4. The existence of the universe lacks absolute point
The pointless nature of the universe makes me realize how pointless explaining this 4th point really is…
But what does this have to do with The Joker and Ozymandias and why a combination of the two is the logical next step in evolution (from a purely rational point of view, I may add).
Adrian Veidt, AKA Ozymandias, was pretty much the smartest man on the planet. He’s a master strategist and can accurately foresee the consequences of his actions. He’s also super strong and super fast, although he’s a human being and not a supernatural entity of any kind (unlike, say, Superman).

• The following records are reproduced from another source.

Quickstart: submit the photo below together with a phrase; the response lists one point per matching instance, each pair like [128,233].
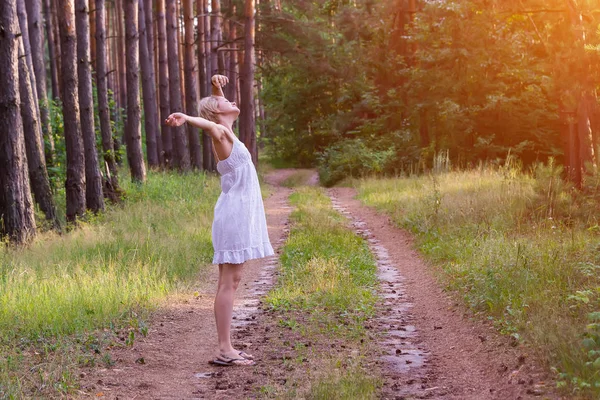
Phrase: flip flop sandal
[224,361]
[245,355]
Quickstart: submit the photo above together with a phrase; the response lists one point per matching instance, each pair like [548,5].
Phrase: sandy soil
[425,344]
[465,357]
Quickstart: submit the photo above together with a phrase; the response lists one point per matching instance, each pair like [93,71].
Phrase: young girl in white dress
[239,230]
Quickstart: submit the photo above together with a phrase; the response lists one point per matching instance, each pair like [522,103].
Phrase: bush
[352,158]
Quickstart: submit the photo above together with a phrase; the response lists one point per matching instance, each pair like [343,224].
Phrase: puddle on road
[247,307]
[402,353]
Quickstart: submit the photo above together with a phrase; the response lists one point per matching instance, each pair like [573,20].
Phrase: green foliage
[521,249]
[103,277]
[480,79]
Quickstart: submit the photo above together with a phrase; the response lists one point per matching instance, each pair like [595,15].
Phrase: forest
[472,124]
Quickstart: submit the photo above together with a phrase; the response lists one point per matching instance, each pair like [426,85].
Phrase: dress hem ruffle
[243,255]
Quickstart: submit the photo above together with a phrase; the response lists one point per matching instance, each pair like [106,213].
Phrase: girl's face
[227,107]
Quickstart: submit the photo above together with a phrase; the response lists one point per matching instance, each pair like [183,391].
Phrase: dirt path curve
[464,359]
[172,361]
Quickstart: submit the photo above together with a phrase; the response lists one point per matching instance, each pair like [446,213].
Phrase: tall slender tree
[133,130]
[23,25]
[52,53]
[122,65]
[150,26]
[247,109]
[75,184]
[216,37]
[163,72]
[38,175]
[55,5]
[149,92]
[36,39]
[191,83]
[16,206]
[93,179]
[180,140]
[111,181]
[207,153]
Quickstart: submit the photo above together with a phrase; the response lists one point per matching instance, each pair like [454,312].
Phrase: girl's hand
[176,119]
[219,80]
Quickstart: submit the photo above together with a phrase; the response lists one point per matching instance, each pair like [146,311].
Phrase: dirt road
[428,346]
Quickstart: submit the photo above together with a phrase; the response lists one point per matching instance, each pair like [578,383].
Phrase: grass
[327,270]
[298,178]
[521,248]
[324,294]
[60,296]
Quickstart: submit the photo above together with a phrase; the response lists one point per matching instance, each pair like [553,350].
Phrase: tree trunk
[191,83]
[36,40]
[232,67]
[93,179]
[75,184]
[38,175]
[247,109]
[216,37]
[163,72]
[51,51]
[180,142]
[23,25]
[149,92]
[208,157]
[16,206]
[55,24]
[92,22]
[111,181]
[133,131]
[122,67]
[149,19]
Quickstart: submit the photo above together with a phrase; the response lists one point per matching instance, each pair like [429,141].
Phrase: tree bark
[149,92]
[232,67]
[36,40]
[51,50]
[38,175]
[57,38]
[191,84]
[180,142]
[23,25]
[16,206]
[92,23]
[208,157]
[93,179]
[149,19]
[247,109]
[163,72]
[75,184]
[122,67]
[133,131]
[216,37]
[111,181]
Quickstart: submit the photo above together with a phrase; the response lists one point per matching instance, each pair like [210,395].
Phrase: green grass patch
[298,178]
[346,385]
[108,273]
[327,270]
[522,250]
[324,294]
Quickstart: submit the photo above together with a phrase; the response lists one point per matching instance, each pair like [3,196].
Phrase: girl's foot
[225,361]
[245,355]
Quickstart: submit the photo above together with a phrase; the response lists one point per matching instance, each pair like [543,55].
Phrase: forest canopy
[361,87]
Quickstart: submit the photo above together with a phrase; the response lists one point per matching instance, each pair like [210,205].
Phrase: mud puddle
[402,355]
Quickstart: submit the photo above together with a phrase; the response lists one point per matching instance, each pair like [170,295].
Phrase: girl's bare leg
[229,279]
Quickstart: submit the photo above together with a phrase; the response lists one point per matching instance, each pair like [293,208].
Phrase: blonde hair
[209,108]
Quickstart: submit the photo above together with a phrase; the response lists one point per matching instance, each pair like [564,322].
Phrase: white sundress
[239,230]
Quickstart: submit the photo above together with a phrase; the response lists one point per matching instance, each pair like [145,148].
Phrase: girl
[239,231]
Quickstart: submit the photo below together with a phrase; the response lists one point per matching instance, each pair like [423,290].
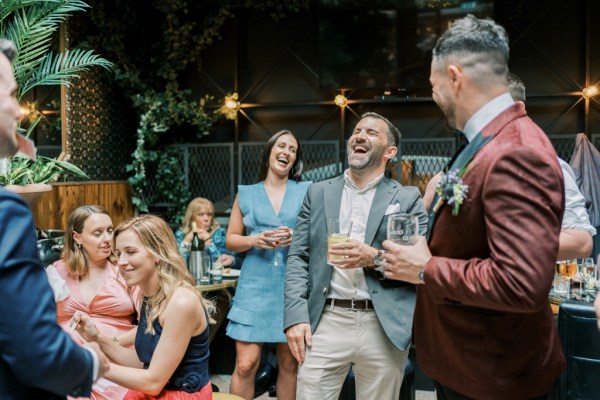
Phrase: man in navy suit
[38,360]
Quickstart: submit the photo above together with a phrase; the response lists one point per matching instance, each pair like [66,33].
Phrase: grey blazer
[308,275]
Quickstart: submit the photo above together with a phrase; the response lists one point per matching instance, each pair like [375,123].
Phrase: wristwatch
[378,259]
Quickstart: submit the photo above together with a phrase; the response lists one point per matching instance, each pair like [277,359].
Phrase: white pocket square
[392,209]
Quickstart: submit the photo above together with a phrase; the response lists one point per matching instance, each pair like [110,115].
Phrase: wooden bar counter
[52,209]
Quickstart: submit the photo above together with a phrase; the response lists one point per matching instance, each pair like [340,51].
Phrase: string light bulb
[589,92]
[341,100]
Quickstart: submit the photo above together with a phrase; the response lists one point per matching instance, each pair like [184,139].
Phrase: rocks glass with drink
[337,232]
[565,269]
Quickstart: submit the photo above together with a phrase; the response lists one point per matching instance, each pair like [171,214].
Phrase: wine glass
[403,229]
[567,269]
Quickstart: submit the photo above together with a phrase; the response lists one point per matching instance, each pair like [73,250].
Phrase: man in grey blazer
[349,315]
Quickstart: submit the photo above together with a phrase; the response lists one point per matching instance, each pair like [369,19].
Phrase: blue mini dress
[257,312]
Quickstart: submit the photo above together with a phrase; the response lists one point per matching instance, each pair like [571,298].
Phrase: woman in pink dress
[95,286]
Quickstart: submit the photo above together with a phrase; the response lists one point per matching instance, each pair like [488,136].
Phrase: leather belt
[351,304]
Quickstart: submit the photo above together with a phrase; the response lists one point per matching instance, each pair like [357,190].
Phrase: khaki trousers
[344,339]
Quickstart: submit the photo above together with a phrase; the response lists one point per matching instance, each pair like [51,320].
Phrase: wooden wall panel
[52,209]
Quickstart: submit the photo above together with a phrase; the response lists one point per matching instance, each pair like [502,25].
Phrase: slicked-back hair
[473,41]
[516,87]
[7,47]
[393,133]
[295,172]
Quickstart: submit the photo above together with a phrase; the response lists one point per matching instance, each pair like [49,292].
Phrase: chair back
[580,340]
[225,396]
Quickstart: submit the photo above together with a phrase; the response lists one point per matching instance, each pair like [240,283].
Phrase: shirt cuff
[96,363]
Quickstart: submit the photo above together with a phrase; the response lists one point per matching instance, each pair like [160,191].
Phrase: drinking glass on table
[567,269]
[403,229]
[337,232]
[589,275]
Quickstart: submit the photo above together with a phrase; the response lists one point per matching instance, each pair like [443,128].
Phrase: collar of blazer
[488,133]
[384,194]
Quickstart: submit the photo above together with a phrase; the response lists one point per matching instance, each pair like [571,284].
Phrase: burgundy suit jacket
[483,324]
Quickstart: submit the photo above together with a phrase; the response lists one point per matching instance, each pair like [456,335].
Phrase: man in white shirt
[348,315]
[576,230]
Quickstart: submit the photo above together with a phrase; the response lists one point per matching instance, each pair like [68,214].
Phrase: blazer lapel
[488,133]
[385,193]
[333,197]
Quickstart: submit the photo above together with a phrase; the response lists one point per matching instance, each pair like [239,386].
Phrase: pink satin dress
[114,310]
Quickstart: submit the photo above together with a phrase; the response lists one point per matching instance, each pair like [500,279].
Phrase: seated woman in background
[94,284]
[170,359]
[202,212]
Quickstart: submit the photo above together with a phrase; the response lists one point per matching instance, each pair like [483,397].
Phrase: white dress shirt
[575,216]
[355,208]
[486,114]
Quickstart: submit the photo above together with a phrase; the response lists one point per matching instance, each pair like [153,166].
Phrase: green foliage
[187,28]
[31,24]
[24,171]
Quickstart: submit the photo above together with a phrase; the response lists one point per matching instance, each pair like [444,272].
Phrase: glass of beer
[567,269]
[337,232]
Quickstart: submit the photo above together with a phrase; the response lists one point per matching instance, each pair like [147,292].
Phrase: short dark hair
[295,172]
[393,132]
[516,87]
[475,41]
[7,47]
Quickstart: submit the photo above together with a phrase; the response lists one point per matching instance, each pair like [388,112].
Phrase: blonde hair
[73,255]
[158,239]
[194,208]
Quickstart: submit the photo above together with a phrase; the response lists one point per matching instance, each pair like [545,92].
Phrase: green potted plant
[31,24]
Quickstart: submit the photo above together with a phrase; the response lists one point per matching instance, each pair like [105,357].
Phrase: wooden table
[209,287]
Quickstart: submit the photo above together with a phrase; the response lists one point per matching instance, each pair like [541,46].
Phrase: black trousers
[445,393]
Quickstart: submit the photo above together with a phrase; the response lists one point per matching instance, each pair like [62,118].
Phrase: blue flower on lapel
[452,190]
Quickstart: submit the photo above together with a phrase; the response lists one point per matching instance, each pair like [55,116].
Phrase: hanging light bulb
[589,92]
[341,100]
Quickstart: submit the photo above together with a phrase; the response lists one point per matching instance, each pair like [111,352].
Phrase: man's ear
[390,152]
[456,75]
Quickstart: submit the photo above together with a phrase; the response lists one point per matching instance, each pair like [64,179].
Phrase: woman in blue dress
[261,223]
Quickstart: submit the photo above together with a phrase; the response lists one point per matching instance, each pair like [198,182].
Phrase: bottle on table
[198,262]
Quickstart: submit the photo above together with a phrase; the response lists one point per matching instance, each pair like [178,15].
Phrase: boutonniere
[452,190]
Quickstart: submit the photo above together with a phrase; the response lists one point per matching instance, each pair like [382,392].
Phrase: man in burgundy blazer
[483,326]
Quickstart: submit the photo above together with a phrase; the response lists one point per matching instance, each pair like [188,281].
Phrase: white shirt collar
[486,114]
[370,185]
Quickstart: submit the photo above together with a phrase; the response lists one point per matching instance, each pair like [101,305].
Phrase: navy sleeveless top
[192,373]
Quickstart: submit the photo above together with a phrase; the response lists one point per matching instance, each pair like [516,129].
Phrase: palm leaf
[59,68]
[31,30]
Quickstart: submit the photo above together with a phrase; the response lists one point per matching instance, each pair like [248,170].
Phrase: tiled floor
[222,381]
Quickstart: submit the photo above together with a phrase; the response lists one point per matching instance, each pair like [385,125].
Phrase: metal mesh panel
[209,172]
[249,162]
[321,160]
[49,151]
[564,145]
[420,159]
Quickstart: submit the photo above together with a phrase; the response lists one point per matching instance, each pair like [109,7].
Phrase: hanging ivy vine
[187,28]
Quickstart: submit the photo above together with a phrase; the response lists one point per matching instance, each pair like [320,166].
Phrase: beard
[372,159]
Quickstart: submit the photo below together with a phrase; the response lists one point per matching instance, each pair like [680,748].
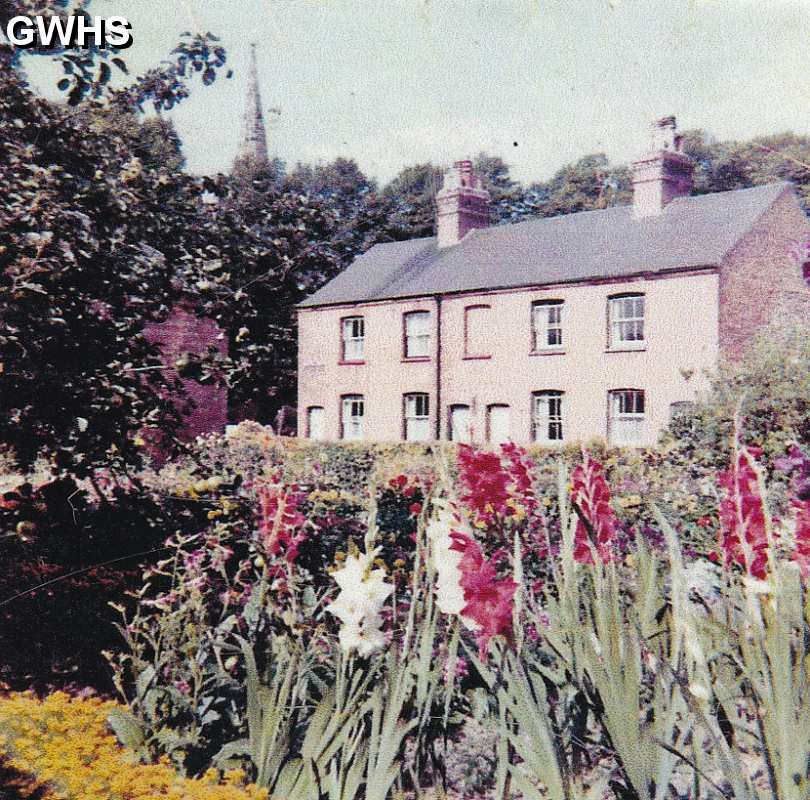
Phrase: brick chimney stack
[462,204]
[664,172]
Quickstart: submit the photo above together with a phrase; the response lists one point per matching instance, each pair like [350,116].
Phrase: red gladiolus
[280,520]
[797,466]
[489,599]
[484,483]
[591,494]
[743,534]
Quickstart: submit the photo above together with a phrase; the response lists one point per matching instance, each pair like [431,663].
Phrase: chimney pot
[462,204]
[664,172]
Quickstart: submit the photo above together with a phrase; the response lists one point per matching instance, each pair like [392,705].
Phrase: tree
[588,184]
[92,233]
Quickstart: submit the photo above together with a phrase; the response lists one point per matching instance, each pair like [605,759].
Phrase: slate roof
[690,232]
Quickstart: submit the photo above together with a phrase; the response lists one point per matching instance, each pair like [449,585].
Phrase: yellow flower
[66,743]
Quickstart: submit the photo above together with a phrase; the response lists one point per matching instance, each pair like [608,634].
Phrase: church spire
[254,136]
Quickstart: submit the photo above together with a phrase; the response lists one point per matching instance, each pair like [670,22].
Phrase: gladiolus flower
[489,600]
[743,534]
[280,520]
[591,494]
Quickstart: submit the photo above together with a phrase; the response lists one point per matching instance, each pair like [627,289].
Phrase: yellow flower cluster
[65,743]
[333,496]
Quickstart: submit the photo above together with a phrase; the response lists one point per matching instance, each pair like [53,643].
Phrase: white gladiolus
[449,594]
[358,606]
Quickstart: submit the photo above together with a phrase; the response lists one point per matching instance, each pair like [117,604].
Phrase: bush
[84,553]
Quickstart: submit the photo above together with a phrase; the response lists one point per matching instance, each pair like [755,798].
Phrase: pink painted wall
[681,334]
[184,332]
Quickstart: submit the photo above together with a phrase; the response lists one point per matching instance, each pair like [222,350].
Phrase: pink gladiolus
[591,494]
[743,534]
[280,520]
[489,600]
[797,465]
[801,552]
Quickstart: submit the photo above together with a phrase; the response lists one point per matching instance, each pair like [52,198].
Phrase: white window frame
[548,417]
[462,437]
[495,407]
[625,421]
[627,324]
[353,338]
[547,325]
[416,413]
[352,417]
[417,334]
[322,435]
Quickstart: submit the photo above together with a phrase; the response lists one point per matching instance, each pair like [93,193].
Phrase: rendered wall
[184,332]
[682,344]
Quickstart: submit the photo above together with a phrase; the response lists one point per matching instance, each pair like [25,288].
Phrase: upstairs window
[417,334]
[354,336]
[547,325]
[352,414]
[417,417]
[459,427]
[626,319]
[477,331]
[547,417]
[626,417]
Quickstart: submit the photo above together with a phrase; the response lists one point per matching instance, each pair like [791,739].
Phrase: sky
[538,82]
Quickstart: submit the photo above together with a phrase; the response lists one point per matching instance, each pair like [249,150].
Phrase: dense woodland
[104,231]
[565,623]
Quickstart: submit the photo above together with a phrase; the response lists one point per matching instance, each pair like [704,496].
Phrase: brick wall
[184,332]
[761,281]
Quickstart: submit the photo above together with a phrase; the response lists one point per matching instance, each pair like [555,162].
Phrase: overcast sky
[539,82]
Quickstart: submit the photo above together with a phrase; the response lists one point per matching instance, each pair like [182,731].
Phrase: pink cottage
[597,324]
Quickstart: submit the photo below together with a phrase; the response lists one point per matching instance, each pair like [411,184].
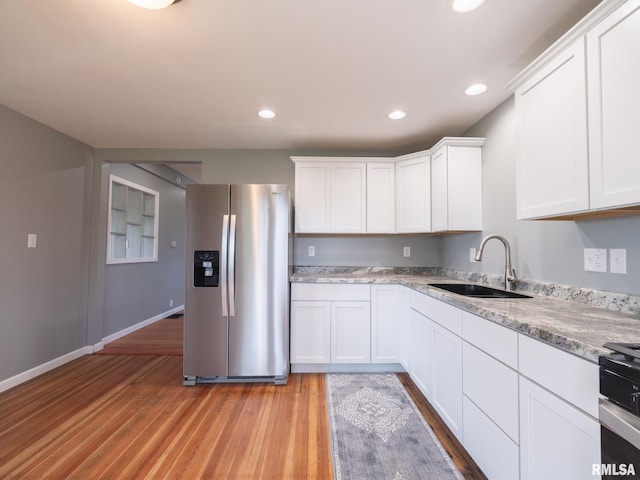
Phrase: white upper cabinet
[312,193]
[413,193]
[577,110]
[552,159]
[613,62]
[330,196]
[456,185]
[375,195]
[348,198]
[381,198]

Also, Adrian realizes that some people dying is just “part of the plan” so he has no doubts in executing a plan even if people will die.
Adrian’s fundamental flaw based on the stardust thinking, is that all his plans are meant to improve humanity in one way or another (improve social conditions, bring about world peace), because such plans assume humans in general have some value.
The Joker is someone who will end someone at will without thinking (except Batman, heh). Meaning that, in his head, human life has no real value, so he has no problem o harming others. He also understands his own life has no value, so he doesn’t usually care if he dies or not, and doesn’t really set himself high goals (he’s not interested in world domination, for example).
The Joker’s fundamental flaw is that he will willingly kill people because he finds it fun, so his lack of respect for life will make him kill anyone.
A combination of the two is a person that is able to kill anyone but not in favor of a “greater good” but in favor of his own interests. However he undestands his life is meaningless and so his interests will not be big enough to exterminate all human race.
This person may sound horrible to you, but that’s because, like it or not, somewhere inside your head you know humans are not “just” stardust but something more, even if that “something” is not palpable and cannot be measured.
Such person would be capable of doing anything. However, such person would not be “human” according to my definition, because as I said before I believe humans are “something more” than just stardust, and thus our ultimate goal is being better people and help each other to improve our meaningful lives.
On the other hand, thanks to Krauss and his stardust idea, I found a way to make an interesting character for a future game or story.